There are veterinary specific NSAIDs (e.g., carprofen (Rimdayl), deracoxib (Deramaxx), meloxicam (Metacam), etc.), which are generally less toxic to dogs than human NSAIDs (which can be extremely dangerous to pets). Examples of common human NSAIDs include ibuprofen (Motrin or Advil), naproxen sodium (Aleve), diclofenac, etc. Any type of NSAID should never be given to your dog or cat without consultation with your veterinarian.
When NSAIDs are ingested in toxic amounts, it can result in severe gastric ulceration and acute kidney failure in dogs and cats. Signs of toxicity include vomiting, diarrhea, bloody vomitus, black-tarry stool, inappetance, lethargy, inappropriate urination or thirst, general malaise, abdominal pain, and seizures or death.
If you suspect your dog or cat was poisoned by an NSAID, call your veterinarian and Pet Poison Helpline immediately for life-saving treatment advice. The sooner you treat this, the less expensive and less dangerous to your pet it is!
During the holidays, Poinsettias are a popular Christmas plant. Though they have a bad rap, poinsettia (Euphorbia pulcherrima) plants are only mildly toxic to cats and dogs. The milky white sap found in poinsettias contains chemicals called diterpenoid euphorbol esters and saponin-like detergents. While poinsettias are commonly “hyped” as poisonous plants, they rarely are, and the poisoning is greatly exaggerated. When ingested, mild signs of vomiting, drooling, or rarely, diarrhea may be seen. If the milky sap is exposed to skin, dermal irritation (including redness, swelling, and itchiness) may develop.

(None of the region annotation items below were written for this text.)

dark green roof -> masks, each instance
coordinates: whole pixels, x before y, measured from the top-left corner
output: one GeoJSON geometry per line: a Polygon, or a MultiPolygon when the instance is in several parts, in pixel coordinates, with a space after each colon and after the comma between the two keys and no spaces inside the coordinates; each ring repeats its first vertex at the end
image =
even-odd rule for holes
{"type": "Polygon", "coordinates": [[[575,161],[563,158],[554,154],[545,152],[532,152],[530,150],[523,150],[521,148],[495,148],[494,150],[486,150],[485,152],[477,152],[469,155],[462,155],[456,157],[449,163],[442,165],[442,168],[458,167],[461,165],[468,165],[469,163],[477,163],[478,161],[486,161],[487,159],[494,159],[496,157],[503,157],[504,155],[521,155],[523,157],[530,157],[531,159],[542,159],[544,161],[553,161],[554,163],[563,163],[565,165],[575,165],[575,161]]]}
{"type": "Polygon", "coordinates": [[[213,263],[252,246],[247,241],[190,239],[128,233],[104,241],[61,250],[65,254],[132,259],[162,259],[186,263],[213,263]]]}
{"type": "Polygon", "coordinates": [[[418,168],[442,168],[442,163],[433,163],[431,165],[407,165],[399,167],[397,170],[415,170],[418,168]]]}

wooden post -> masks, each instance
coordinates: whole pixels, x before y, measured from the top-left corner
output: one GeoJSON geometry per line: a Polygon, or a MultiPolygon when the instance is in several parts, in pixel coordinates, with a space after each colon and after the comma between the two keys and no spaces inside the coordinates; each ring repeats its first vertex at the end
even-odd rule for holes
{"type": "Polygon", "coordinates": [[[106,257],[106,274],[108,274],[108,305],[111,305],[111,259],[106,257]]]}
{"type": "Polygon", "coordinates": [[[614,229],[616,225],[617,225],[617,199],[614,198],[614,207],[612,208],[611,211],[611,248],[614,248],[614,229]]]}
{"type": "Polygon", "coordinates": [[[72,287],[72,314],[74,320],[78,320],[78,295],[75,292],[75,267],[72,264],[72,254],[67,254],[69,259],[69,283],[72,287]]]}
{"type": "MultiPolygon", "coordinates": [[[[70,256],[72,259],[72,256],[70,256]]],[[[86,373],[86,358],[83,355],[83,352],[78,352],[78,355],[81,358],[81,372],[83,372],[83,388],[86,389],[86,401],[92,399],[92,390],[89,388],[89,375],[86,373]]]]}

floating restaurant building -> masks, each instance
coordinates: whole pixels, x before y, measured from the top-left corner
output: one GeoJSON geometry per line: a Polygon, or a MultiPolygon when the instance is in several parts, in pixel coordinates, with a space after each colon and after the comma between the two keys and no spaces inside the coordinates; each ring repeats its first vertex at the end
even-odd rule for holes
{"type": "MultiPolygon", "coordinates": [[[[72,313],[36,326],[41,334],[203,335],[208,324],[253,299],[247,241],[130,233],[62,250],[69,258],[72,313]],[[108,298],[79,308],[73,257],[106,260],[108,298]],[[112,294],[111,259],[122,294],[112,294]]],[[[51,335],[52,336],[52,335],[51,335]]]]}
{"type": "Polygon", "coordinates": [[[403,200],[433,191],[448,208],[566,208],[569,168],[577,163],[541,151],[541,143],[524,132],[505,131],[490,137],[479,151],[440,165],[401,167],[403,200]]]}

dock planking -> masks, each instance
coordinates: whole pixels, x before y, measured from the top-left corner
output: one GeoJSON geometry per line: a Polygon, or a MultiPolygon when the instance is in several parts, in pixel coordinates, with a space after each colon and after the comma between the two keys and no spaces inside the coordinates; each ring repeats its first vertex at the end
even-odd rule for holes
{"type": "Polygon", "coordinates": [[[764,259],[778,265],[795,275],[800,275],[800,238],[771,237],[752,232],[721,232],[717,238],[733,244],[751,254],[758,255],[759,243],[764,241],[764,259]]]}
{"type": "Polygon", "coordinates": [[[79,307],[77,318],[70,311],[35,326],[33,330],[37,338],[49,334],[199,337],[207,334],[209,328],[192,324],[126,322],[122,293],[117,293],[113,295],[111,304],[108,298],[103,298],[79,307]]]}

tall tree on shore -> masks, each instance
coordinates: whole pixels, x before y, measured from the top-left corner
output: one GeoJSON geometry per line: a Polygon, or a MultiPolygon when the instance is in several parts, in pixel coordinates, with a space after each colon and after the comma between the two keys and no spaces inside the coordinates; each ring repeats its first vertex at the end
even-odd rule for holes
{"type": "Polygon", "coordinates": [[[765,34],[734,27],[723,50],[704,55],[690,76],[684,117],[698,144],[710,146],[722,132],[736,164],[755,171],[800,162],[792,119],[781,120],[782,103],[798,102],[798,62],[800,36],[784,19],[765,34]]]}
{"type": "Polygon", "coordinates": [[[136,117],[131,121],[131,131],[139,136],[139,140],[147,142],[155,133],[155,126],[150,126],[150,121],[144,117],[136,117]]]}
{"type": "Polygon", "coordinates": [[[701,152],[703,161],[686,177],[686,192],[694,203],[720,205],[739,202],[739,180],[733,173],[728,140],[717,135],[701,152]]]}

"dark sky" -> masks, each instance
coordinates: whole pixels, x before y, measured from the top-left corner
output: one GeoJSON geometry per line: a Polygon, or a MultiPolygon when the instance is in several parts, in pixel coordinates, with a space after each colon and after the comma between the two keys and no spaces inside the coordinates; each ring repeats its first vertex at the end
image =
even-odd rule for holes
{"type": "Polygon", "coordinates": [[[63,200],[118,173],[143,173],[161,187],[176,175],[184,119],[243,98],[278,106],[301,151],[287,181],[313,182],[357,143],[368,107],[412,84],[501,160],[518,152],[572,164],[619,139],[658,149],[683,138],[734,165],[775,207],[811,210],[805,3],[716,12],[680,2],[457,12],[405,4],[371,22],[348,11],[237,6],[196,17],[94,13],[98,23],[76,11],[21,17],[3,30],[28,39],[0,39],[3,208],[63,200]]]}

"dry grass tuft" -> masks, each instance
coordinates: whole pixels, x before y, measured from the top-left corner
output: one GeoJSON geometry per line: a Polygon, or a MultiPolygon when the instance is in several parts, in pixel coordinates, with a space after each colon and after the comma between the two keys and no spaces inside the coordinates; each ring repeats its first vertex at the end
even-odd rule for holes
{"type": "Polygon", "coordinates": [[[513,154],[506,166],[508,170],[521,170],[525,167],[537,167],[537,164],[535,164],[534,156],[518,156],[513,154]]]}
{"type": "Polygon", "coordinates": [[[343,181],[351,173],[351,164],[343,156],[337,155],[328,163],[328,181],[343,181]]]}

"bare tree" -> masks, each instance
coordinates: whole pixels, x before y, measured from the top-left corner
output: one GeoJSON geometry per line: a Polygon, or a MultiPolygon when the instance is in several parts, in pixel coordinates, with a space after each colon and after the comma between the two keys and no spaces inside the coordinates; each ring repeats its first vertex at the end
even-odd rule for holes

Signs are self-limiting and generally don’t require medical treatment unless severe.
Salt, while commonly used for cooking in the kitchen, is quite poisonous to dogs and cats. The use of salt to induce vomiting in dogs and cats is no longer the standard of care and is not recommended for use by pet owners or veterinarians! Other sources of salt can be found throughout the household: in homemade play dough, rock salt (for de-icers), paint balls, table salt, sea water, etc.
Salt poisoning in dogs and cats results in clinical signs of vomiting, diarrhea, inappetance, lethargy, walking drunk, abnormal fluid accumulation within the body, excessive thirst or urination, potential injury to the kidneys, tremors, seizures, coma, and even death when untreated.
Xylitol (natural sweetener)
Xylitol is a natural, sugar-free sweetener commonly found in many chewing gums, mints, foods (e.g., pudding and gelatin snacks, etc.), sugar free peanut butter, oral rinse, toothpastes, and supplements (e.g., sugar-free multivitamins, fish oils, etc.). The xylitol content of these products can vary widely depending on brand and flavor. In dogs, xylitol ingestion can cause an acute, life-threatening low blood sugar (hypoglycemia) within 10-15 minutes. Large ingestions can result in acute liver necrosis and liver failure. Signs of xylitol poisoning in dogs include weakness, lethargy, collapse, vomiting, tremoring, seizures, jaundice, black-tarry stool, and even coma or death.
Certain types of yuletide plants (e.g., mistletoe, rosemary, holly berries, etc.) can be toxic to pets. Varieties of English, Japanese, and Chinese Holly contain toxic saponins. When Christmas or English holly is ingested, it can result in severe gastrointestinal upset (e.g., vomiting, diarrhea) thanks to the spiny leaves and the potentially toxic substances (including saponins, methylxanthines, and cyanogens). If ingested, most pets lip smack, drool, and head shake excessively due to the mechanical injury from the spiny leaves.